Biography: Ernest Lehman

American screenwriter Ernest Lehman (1915 - 2005), though not especially known for prodigious output, wrote screenplays for some of the most famous and best-loved films produced in the mid-twentieth century. His credits include screen adaptation for major Broadway productions including "West Side Story, The Sound of Music", and "Who's Afraid of Virginia Woolf?"

Throughout his career, Lehman received six Academy Award nominations and, in 2001, he received an honorary Academy Award for his career accomplishments, the first time a screenwriter was ever presented with a special award from the Academy of Motion Picture Arts and Sciences. Though he was considered a highly talented adapter of source material (e.g., plays and novels), perhaps his most highly regarded work is the original screenplay for one of director Alfred Hitchcock's best films, North by Northwest.

Lehman was born on December 8, 1915, in Long Island, New York, the son of Paul and Gertrude Lehman. The couple jointly owned and operated women's clothing stores. Reportedly, his family was affluent, but its finances were severely affected by the Great Depression. Lehman was raised in New York City and attended the College of the City of New York, where his educational interests included chemical engineering as well English and creative writing.
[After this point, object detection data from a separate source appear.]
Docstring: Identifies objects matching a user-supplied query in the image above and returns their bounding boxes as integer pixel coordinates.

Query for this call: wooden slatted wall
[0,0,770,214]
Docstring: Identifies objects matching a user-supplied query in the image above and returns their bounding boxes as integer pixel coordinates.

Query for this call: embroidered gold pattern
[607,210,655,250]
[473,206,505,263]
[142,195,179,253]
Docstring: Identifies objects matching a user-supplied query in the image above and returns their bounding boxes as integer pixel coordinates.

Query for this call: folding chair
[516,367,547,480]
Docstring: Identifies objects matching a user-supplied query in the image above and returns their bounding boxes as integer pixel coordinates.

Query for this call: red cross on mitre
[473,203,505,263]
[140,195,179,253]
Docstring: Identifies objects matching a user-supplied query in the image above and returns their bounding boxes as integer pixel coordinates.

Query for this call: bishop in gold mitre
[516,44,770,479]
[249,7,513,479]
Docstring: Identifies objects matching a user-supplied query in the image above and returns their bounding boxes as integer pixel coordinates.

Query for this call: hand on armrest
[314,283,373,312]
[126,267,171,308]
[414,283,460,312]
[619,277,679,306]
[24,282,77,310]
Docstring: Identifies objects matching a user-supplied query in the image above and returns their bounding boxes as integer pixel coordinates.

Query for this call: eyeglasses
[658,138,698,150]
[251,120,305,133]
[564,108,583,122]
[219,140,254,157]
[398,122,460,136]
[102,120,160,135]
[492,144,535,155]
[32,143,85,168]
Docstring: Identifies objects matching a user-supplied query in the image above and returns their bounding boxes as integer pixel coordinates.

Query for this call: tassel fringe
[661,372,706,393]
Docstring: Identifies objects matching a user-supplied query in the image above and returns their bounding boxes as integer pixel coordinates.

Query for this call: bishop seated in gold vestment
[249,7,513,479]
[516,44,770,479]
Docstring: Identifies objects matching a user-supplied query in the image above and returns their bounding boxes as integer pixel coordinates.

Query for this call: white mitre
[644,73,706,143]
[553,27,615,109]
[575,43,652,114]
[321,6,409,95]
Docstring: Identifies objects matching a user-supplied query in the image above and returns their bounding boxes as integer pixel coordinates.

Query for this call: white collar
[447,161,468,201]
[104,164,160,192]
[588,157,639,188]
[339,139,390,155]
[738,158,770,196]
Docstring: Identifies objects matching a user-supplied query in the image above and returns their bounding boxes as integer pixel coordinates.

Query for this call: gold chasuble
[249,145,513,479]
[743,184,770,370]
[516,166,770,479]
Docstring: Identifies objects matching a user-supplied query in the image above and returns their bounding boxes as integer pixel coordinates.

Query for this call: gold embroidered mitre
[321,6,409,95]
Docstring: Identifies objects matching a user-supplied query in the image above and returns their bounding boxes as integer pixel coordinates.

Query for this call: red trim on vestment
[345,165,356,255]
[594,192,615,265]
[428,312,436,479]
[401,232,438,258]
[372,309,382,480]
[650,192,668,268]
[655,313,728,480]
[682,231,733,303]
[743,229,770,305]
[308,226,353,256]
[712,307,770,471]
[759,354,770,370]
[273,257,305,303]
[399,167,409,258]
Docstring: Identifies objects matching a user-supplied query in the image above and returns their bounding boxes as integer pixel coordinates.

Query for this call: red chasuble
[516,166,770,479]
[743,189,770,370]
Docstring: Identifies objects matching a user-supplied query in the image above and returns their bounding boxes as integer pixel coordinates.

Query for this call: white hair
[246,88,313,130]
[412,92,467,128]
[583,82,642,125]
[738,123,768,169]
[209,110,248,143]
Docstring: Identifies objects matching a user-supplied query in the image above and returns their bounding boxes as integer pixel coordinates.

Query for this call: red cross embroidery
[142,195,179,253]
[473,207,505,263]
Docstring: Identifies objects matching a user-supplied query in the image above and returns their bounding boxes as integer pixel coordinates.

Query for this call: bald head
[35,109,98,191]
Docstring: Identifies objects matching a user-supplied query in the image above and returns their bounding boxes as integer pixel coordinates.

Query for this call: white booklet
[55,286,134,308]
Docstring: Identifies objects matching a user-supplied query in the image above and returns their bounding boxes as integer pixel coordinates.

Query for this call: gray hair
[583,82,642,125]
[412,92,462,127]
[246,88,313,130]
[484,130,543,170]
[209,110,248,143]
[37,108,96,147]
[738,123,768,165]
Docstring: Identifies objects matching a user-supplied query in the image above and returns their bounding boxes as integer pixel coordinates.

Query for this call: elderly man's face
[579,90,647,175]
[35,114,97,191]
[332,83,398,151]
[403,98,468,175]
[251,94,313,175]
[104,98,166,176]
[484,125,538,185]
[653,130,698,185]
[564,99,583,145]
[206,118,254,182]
When he graduated, he first earned a living as a freelance writer.

His first published work, appearing in 1939 in Collier's magazine, was a profile of contemporary entertainer Ted Lewis. After that, Lehman turned out stories and articles that appeared in such popular and mainstream magazines as Esquire, Liberty, Redbook, and Cosmopolitan. However, he found freelancing too stressful - it was a "very nervous way to make a living," he once remarked - so he found a steady job as a copywriter for a publicity firm that specialized in theatrical productions and celebrities. In addition, Lehman worked for a while as a publicity writer for The Hollywood Reporter columnist Irving Hoffman. Lehman, a resourceful and observant writer, used these early career experiences as background for later stories and screenplays (in particular for the 1957 film The Sweet Smell of Success). In 1948, he sold one of his stories to Hollywood, and it became the basis for The Inside Story, directed by Allan Dwan.

Moved to Hollywood

After his short story "The Comedian" appeared in Collier's in 1953, Paramount Studios enticed him to move to Hollywood, where he would work on the screenplay adaptation. Though the project was cancelled, Lehman found other work and soon settled in California.

After signing on with Paramount Pictures as a screen-writer, Lehman was almost immediately loaned out to Metro-Goldwyn-Mayer (MGM), where he wrote his first screenplay, for the film Executive Suite. Produced by John Houseman, who got his start with Orson Welles' famous Mercury Theater productions, directed by the up-and-coming Robert Wise, and adapted from a novel by Cameron Hawley, the film provided a harsh look at Wall Street. A major production with an all-star cast (it featured William Holden, Frederic March, Barbara Stanwyck, June Allyson, Shelley Winters and Walter Pidgeon), the film received good notices. Lehman would later collaborate with Wise on other enormously successful projects, including the screen adaptations of West Side Story and The Sound of Music.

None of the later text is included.